Leionema phylicifolium, commonly known as alpine phebalium, is a shrub that is endemic to south-eastern Australia. It is a small shrub with green, smooth, leathery leaves and pale yellow flowers in spring.

==Description==
Leionema phylicifolium is a compact shrub to 1.5 m high, branchlets are more or less needle-shaped with star to upright shaped soft hairs. The leathery, smooth leaves are oblong to elliptic shaped or narrow with recurved edges, 8-17 mm long, 1.5-2.5 mm wide and smooth margins. The inflorescence is a cluster of mostly 3-4 flowers in a cylindrical arrangement at the end of branches on a small stalk or a peduncle to 4 mm long in leaf axils. The flower cluster is on a more or less fleshy, smooth pedicel 1-3 mm long and has tiny egg-shaped bracts. The smooth calyx lobes are triangular shaped, 0.5 mm and smooth. The petals are narrowly elliptic, spreading, 3.5-4 mm long and pale yellow and stamens marginally longer than petals. The dry fruit has occasional hairs, rounded at the apex, about 3 mm long and a very small beak.

==Taxonomy==
The species was first formally described by Victorian Government Botanist Ferdinand von Mueller who had observed the species "on the highest peaks of the Cobboras Mountains, and on the sources of the Mitta Mitta." Mueller named it Phebalium phylicifolium and the description was published in Transactions and Proceedings of the Victorian Institute for the Advancement of Science. In 1998 Paul G. Wilson changed the name to Leionema phylicifolium and the name change was published in the journal Nuytsia.
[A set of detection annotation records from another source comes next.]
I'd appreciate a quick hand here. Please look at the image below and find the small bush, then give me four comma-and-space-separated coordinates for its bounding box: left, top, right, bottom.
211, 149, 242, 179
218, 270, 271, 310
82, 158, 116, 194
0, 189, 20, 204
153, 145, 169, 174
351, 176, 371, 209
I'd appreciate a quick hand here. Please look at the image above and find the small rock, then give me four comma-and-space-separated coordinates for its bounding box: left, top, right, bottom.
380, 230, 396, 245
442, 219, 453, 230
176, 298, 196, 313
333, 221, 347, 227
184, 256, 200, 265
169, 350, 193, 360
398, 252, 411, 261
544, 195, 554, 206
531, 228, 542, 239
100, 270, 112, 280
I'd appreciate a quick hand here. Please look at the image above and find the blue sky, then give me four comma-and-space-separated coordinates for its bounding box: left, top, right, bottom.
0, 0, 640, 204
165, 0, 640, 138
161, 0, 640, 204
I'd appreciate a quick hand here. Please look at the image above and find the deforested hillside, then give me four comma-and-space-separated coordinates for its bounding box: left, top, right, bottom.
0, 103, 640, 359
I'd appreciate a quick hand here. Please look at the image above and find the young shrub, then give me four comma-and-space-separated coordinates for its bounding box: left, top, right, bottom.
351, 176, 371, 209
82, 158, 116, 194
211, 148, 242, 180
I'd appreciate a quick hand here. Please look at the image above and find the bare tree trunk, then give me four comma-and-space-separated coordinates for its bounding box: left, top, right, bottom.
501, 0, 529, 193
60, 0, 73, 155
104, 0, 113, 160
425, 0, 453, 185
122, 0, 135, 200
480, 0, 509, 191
==Distribution and habitat==
Alpine phebalium is found growing at higher altitudes in eastern Victoria in scrubland, eucalypt woodland and heath, mostly in wetter locations. It also occurs in New South Wales in the extreme south-east of the state in the Kosciuszko National Park and south from the upper Tuross River in dry sclerophyll forest and heath.